The project "My Newcastle - Assessing the importance and value of buildings and spaces to young children" will be carried out between July and December this year.
The study will assess the importance and value of buildings and space of over 100 young people attending at two state maintained schools in Tyneside with contrasting catchment area characteristics. One of the schools will have a relatively deprived and diverse ethnic catchment area the other will draw from a more affluent and suburban catchment area.
The project will contribute to furthering our understanding of the relationships between young people’s sense of place and the historic built environment by involving for the first time primary age pupils.
If successful this research could help primary school teachers to provide a stimulating learning opportunity which lays the foundations for young people, initially on Tyneside, to develop a greater level of awareness of their built environment and to gain a stronger sense of place.

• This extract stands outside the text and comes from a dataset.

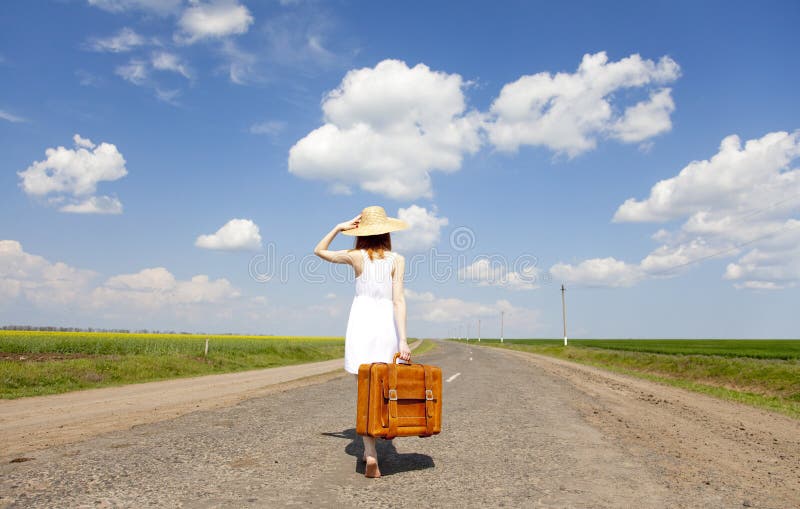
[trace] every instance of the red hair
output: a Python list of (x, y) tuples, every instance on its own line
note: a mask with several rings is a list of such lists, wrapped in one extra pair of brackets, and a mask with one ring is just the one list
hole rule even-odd
[(355, 249), (366, 249), (370, 260), (383, 258), (384, 251), (392, 250), (392, 237), (388, 233), (380, 233), (378, 235), (362, 235), (356, 237)]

David Bradley (CURDS), led a major piece of research for English Heritage in 2010 which focussed the importance and value of historic buildings, monuments and spaces to young people aged 14-15 and examined the role of the historic environment in shaping their sense of place (view report here).This research built on earlier CURDS research on “Sense of Place and Social Capital and the Historic Built Environment” which was summarised in the 2009 Heritage Counts Report (view report here).
CCF support will enable Prof. Mike Coombes and David Bradley to continue this innovative strand of research.